As criaturas da noite não desejavam ouro ou jóias, queriam apenas esta tosca peça que para o resto não teria valor algum. Bastava os murros caírem que fácil alcançariam o objeto. Este instrumento permitiria que qualquer metal malhado por ele se constituísse numa excelente ferramenta que não só poderia ferir os mortais como também destruiria aqueles de natureza sobrenatural indistintamente de serem maus ou bons.

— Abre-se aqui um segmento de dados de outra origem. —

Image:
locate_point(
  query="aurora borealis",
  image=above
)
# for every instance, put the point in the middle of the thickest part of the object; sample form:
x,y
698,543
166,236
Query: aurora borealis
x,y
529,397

Acuados e famintos, a fé estremecia, nada indicava uma possível reviravolta nos fatos, mães testemunhavam a morte dos filhos, famílias eram destruídas. Perante a iminente queda, Heráclio preparou-se para fuga. Conhecedor dos mistérios sagrados recolheu tudo que tinha valor nas igrejas da cidade, nada foi esquecido. De posse de salvo conduto, a população sofrida partiu para longe do solo santo.
Vitoriosos, com os portões escancarados os servos do mal por dias buscaram seu troféu. Logrados, despejaram toda sua ira contra os templos de Jerusalém, por sua nefasta influência Saladino outrora equilibrado mandou que destruíssem todo e qualquer altar cristão existente na Terra Santa.


O cerco teve fim, os homens tiveram sua vitória, mas a verdadeira guerra continua, armas ainda são forjadas, soldados ainda são manipulados, agora nos cabe escolher nossas trincheiras.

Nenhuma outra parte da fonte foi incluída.